Wijzigingen betreffende Verticaal Toezicht/strategisch beleid:

  • Paragraaf 2.4A: deze toevoeging betreft een specificatie bij de huidige rapportage teneinde aanvullende inzichten te verkrijgen in de omvang en ontwikkelingen van nieuwe trends en toenemende activiteiten rondom flexwoningen. Flexwoningen betreffen veelal tijdelijke woningen, gebouwd op grond met een andere bestemming dan wonen.

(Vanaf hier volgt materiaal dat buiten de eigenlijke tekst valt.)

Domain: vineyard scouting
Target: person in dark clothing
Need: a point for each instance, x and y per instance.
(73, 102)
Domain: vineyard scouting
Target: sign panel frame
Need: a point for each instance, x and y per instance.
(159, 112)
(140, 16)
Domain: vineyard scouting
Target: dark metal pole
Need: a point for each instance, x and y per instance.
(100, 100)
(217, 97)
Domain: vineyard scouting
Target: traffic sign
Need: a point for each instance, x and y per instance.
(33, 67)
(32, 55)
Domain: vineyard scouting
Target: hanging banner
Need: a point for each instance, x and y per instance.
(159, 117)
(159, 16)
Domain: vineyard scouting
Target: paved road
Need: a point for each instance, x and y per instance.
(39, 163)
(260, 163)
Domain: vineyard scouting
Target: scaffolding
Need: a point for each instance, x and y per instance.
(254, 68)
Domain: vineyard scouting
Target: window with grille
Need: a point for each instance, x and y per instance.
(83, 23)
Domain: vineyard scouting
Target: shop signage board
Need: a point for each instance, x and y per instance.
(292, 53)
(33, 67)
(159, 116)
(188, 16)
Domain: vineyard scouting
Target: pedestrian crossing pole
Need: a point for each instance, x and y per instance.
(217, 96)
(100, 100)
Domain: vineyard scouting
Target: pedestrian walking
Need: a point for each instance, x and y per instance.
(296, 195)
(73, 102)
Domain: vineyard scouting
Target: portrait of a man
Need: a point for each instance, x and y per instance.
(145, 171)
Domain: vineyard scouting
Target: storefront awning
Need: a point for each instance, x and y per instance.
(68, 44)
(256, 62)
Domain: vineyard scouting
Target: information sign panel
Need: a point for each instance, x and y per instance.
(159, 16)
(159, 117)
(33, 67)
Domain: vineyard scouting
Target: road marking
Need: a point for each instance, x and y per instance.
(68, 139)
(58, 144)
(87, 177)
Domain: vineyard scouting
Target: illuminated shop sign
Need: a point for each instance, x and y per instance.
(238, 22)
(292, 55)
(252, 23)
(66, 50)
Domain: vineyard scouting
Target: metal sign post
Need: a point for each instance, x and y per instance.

Dit gaat in de praktijk gepaard met allerlei bijzondere situaties rondom uitwinbaarheid en waarde van onderpand WSW. In beginsel wordt het onderpand gevolgd via de rapportage in de WOZ-bezitstabel, echter het bleek (vooralsnog) praktisch onhaalbaar om de gegevensbehoefte daarin te integreren.

  • Paragraaf 3.4.2: evenals in de jaarrekening, rapporteren woningcorporaties in de huidige dVi-opvraag over ‘niet uit de balans blijkende verplichtingen’, opgesplitst in ‘obligoverplichting’ en ‘overige kwantificeerbare verplichtingen’. Aangezien de (berekenings)methodiek van de obligoverplichting per 1 juli 2021 wijzigt als gevolg van implementatie van het nieuwe strategisch programma van het WSW, vervallen beide bestaande gegevenselementen en wordt één nieuw gegevenselement ‘Totaal van kwantificeerbare verplichtingen (exclusief obligoverplichting)’ toegevoegd.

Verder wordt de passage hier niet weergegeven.